Now, Wood-Beauchamp looks out over the Mill River, which now runs through his farm.
(Wood-Beauchamp) "There’s rocks, river rocks, debris, forest debris, the remains of our greenhouse and that’s it. There’s no vegetables, there’s no soil, there’s no subsoil, it’s the river that goes through here now."
(Bodette) The couple were evacuated on Sunday with their two goats and a dog:
(Wood-Beauchamp) "We were here when it jumped the banks, the river kept rising and rising, a trickle started going over the berm, right by a field where we grew our garlic and summer squash. And from the point when that first trickle went over, within 15 minutes, there were rapids in our fields and when we saw that we knew that all of our vegetables were going to be gone, and we thought we’d have the opportunity to decide if we wanted to re-invest in our soil and decide if we could make it work again."
(Bodette) When they returned, they found that six of their nine acres of land was gone — washed down stream.
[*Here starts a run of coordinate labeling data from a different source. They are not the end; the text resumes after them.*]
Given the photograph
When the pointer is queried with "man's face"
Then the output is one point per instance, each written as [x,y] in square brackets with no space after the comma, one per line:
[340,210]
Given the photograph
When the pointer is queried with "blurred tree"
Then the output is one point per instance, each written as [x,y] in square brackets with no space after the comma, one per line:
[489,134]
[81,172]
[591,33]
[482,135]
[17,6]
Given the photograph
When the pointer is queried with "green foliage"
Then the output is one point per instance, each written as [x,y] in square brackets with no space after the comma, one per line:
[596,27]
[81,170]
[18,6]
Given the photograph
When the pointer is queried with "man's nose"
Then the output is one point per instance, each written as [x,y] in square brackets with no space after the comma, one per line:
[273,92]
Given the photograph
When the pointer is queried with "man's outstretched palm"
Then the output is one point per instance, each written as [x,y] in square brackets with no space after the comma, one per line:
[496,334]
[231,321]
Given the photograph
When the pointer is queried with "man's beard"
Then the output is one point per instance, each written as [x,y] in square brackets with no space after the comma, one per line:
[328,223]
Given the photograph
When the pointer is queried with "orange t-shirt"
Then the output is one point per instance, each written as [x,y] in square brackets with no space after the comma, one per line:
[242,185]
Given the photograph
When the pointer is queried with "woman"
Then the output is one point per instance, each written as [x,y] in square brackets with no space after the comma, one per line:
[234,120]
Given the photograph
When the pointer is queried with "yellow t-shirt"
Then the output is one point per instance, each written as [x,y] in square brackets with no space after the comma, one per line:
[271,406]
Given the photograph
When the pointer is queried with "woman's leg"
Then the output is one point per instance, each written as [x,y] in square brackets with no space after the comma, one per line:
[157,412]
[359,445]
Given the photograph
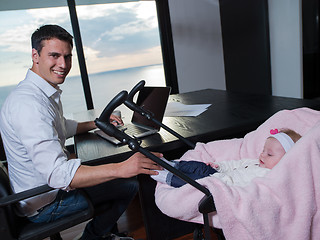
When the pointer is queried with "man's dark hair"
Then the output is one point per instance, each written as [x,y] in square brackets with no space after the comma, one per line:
[47,32]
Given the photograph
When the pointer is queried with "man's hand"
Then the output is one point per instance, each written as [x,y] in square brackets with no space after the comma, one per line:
[139,164]
[115,120]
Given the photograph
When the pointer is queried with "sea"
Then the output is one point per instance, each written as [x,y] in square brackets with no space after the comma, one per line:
[104,86]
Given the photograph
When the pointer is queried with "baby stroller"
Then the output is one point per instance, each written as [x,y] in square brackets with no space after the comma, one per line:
[206,205]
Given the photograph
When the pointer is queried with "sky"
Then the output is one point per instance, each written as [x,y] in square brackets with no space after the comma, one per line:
[114,36]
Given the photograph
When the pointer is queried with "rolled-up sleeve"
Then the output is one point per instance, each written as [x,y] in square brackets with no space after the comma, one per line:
[71,127]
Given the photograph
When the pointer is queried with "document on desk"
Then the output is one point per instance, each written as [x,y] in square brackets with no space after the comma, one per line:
[177,109]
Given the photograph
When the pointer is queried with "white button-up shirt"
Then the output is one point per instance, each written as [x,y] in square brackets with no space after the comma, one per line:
[34,131]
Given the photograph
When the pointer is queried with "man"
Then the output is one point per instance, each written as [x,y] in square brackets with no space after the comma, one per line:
[34,132]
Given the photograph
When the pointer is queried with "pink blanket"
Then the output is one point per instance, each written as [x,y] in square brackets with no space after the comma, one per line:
[282,205]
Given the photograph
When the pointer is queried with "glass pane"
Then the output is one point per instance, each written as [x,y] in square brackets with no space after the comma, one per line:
[15,50]
[121,46]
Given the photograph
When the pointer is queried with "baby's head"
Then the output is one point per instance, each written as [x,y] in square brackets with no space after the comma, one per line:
[276,146]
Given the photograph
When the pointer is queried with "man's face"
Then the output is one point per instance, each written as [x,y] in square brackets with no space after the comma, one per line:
[54,62]
[271,154]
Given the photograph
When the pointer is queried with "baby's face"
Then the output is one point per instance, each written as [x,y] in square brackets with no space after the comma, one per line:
[271,154]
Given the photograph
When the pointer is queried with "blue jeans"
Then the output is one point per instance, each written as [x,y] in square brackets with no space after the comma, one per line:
[113,196]
[193,169]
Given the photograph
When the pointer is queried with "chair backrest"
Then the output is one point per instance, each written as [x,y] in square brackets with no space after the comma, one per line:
[7,213]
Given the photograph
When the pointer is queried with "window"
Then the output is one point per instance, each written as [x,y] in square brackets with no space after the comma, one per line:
[121,46]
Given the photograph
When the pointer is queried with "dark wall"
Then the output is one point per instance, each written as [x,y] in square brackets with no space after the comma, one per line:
[311,45]
[245,35]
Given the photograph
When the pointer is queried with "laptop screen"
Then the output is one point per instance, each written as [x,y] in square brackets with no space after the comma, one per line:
[153,99]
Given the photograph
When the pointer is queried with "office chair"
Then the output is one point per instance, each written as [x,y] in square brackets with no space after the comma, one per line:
[16,227]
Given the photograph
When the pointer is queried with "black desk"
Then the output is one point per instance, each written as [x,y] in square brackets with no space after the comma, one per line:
[231,115]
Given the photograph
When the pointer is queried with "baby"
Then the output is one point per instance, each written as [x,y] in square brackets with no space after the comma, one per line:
[235,172]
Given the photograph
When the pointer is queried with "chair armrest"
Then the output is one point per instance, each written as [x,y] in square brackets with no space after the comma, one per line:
[16,197]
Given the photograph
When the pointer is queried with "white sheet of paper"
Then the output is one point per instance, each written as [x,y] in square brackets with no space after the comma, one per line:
[177,109]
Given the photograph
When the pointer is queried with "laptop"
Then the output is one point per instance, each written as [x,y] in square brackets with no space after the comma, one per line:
[153,99]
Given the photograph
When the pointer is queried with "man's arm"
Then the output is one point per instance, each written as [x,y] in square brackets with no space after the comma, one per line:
[87,176]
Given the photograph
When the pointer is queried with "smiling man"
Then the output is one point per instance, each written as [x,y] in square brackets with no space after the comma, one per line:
[34,132]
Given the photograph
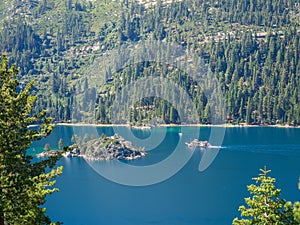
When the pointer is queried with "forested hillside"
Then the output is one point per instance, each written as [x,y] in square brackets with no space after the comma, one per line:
[251,46]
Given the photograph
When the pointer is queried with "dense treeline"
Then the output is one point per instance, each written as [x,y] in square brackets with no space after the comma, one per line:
[251,46]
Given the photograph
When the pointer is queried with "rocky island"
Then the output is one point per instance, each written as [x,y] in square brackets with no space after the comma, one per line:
[107,148]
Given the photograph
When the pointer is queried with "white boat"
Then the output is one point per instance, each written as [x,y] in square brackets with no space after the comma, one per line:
[198,144]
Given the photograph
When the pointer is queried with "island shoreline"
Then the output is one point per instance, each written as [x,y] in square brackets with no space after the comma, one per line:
[176,125]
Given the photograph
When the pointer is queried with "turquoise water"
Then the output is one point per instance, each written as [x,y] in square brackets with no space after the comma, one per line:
[188,198]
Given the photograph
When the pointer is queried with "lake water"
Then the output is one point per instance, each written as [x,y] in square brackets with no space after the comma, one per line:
[190,197]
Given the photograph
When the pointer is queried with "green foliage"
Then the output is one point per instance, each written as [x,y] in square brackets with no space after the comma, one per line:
[47,147]
[251,46]
[265,206]
[60,144]
[23,184]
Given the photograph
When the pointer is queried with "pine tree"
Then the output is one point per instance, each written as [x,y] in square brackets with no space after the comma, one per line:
[265,205]
[24,184]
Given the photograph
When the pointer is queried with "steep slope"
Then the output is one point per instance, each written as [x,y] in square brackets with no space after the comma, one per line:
[251,46]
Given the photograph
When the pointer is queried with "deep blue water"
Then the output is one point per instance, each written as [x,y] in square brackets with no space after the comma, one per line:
[190,197]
And they knew they needed a new plan to get back in business:
(Wood-Beauchamp) "It won’t be on this land. I don’t think this land will ever be farmland again in our lifetime."
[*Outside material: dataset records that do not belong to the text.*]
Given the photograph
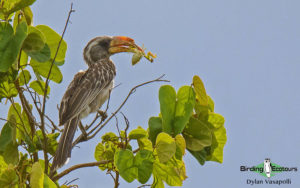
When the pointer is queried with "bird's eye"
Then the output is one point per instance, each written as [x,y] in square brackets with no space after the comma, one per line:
[104,43]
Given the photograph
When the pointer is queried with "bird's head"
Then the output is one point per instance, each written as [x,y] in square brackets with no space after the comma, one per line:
[105,46]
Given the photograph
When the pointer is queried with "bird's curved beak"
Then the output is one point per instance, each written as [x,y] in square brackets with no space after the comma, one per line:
[123,44]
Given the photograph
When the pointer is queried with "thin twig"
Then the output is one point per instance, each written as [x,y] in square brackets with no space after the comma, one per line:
[126,129]
[46,89]
[100,125]
[75,167]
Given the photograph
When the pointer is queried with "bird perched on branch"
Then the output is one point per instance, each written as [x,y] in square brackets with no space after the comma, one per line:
[89,89]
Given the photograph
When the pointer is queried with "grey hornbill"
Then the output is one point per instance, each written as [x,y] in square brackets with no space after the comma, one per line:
[89,89]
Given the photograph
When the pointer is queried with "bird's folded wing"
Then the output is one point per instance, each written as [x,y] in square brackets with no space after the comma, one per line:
[83,90]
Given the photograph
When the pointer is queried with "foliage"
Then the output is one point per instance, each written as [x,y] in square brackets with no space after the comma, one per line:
[31,56]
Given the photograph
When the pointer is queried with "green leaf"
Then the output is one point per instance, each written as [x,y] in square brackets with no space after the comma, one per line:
[48,183]
[165,147]
[9,178]
[197,135]
[10,6]
[39,87]
[144,162]
[28,15]
[137,133]
[10,43]
[24,77]
[145,143]
[199,155]
[216,120]
[180,146]
[35,40]
[167,99]
[52,39]
[221,138]
[23,59]
[7,90]
[41,56]
[166,173]
[184,108]
[136,58]
[200,90]
[36,176]
[124,161]
[44,68]
[6,136]
[11,154]
[155,127]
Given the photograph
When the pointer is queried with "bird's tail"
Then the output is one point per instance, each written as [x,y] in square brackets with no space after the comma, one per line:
[64,148]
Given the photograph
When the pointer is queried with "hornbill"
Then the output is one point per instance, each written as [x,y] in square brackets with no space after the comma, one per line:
[89,89]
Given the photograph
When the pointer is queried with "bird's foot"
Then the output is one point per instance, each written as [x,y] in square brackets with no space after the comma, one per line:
[103,114]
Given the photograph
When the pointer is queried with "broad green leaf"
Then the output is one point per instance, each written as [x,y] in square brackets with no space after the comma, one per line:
[39,87]
[165,147]
[6,136]
[11,154]
[28,15]
[167,99]
[199,155]
[110,136]
[48,183]
[211,104]
[10,43]
[137,133]
[197,135]
[166,173]
[7,90]
[41,56]
[221,137]
[136,58]
[124,161]
[144,162]
[23,59]
[200,90]
[44,68]
[36,176]
[10,6]
[157,182]
[180,146]
[184,108]
[155,127]
[216,120]
[52,39]
[9,178]
[35,40]
[145,143]
[24,77]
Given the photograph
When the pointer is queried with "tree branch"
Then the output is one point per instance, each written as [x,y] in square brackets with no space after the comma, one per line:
[99,126]
[67,171]
[46,89]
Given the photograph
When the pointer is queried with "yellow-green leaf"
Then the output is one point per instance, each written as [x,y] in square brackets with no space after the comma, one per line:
[165,147]
[39,87]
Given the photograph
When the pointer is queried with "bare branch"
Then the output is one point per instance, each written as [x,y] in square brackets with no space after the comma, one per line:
[46,89]
[75,167]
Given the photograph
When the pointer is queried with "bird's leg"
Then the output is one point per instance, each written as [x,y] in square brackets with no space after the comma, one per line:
[103,114]
[82,129]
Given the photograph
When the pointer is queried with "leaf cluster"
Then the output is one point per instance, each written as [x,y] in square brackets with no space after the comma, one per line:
[187,122]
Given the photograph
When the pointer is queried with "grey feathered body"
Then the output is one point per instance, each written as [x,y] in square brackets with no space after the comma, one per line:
[87,92]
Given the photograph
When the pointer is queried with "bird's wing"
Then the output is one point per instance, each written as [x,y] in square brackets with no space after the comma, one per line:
[84,88]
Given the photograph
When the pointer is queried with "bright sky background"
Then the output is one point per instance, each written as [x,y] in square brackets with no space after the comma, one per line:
[245,51]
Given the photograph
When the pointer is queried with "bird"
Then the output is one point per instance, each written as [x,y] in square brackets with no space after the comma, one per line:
[89,89]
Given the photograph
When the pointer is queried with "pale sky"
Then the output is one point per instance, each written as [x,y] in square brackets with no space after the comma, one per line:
[245,51]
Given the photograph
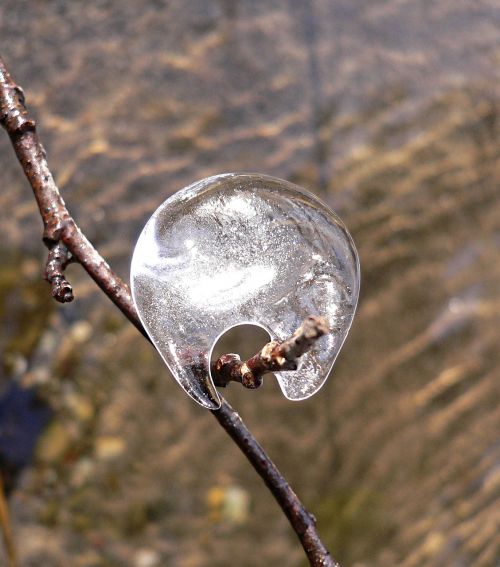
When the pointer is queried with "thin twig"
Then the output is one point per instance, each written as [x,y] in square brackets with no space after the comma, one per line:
[273,357]
[59,226]
[5,527]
(Bodette) Wood-Beauchamp says CSA members, neighbors, friends, and perfect strangers have come by to offer help. And Kara Fitzgerald says they plan to channel that support into something new.
(Fitzgerald) "We’re going to have a beach party and treasure hunt next week to dig out our tractor implements, and Ryan and I are getting jobs in town to keep ourselves afloat, and we’re trying to figure out where we’re going to grow next year."
(Bodette) The white farmhouse and red barn which sit above the fields and are safe.
Inside the barn, volunteers are cleaning and bagging garlic, harvested before the storm, for an upcoming garlic festival.
Also safe are racks of onion, and crates of ripe tomatoes headed out to local restaurants.
A neighbor has offered greenhouse space and they’re looking for land to lease. Fitzgerald says Cuttingsville turns out to be one of the best places to lose your farm. And she’s grateful to the community, but she’s still tired and confused:
(Fitzgerald) "You can’t actually get worse than this, you can’t. There’s no land. I know a lot of people we’ve talked to and I’ve even seen pictures are like, the waters will recede, we’ll come help you, we’ll bring our excavators, we’ll re-divert the river, but it’s not, going to change. The public property, the river, just eminent-domained my farm, and no one paid me for it, so I’m sort of pissed, but I don’t think there’s anything insurance can do. We just talked to our insurance company and they’re so apologetic, they want to help us, but there’s nothing they can do."
(Bodette) On the newly formed banks of the Mill River, she says they’re out of tears, and can talk about their loss. And now they’re looking to the future.
For VPR News, I’m Melody Bodette in Cuttingsville.